Un temps célèbre pour son coton et sa broderie, Saraqeb est aujourd'hui une ville fantôme

La maison d’Abou Ziad vient de subir une frappe aérienne. Aucun mort à déplorer cette fois, juste un champ de ruines.

"J'ai travaillé quarante ans comme enseignant pour économiser et construire ma maison, et maintenant mes enfants et moi sommes sans logement. Ici, il n'y a pas d'opposition, pas de rébellion, pas de résistance, c'est juste une maison", témoigne-t-il.
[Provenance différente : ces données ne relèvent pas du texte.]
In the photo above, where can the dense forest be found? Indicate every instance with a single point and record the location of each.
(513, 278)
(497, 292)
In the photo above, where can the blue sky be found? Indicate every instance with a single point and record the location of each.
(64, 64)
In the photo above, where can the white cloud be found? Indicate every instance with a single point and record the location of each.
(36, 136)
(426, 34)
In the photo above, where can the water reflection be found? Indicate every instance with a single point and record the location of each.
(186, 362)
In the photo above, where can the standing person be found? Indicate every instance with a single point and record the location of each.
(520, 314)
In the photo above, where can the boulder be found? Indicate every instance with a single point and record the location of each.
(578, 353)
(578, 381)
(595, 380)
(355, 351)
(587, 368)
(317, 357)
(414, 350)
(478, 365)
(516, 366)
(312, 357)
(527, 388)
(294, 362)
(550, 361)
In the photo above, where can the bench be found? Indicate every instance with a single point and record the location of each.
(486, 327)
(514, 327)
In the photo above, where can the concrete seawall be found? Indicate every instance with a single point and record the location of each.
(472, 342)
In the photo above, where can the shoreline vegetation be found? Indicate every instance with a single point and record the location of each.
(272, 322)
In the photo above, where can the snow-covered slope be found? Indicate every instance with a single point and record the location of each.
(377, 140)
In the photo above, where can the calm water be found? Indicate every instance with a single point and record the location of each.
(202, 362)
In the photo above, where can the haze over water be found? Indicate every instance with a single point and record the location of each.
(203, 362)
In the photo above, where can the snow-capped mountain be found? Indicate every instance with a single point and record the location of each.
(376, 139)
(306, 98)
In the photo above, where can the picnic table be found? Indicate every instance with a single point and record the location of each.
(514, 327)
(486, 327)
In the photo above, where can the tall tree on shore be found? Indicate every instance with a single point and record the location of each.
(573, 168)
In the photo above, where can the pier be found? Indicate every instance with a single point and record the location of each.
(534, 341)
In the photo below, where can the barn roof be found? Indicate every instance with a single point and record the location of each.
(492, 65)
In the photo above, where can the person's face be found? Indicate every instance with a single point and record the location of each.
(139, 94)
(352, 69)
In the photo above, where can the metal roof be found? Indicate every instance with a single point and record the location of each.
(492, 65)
Cessez-le-feu ou pas, pour de nombreux habitants de Saraqeb ou d'ailleurs qui n'ont plus de toit, il est de toute façon impossible de rentrer chez soi.

Au moins 40 chefs jihadistes ont été tués samedi dans une attaque de missiles qui a pris pour cible leur réunion dans un camp militaire près d'Idleb, a indiqué L'Observatoire syrien des droits de l'Homme (OSDH) en fin d’après-midi.

L'ONG basée à Londres, qui s'appuie sur un vaste réseau de sources en Syrie, n'était pas en mesure d'identifier dans l'immédiat l'origine des tirs ou "s'il s'agissait de raids aériens ou d'une attaque de missiles de longue portée".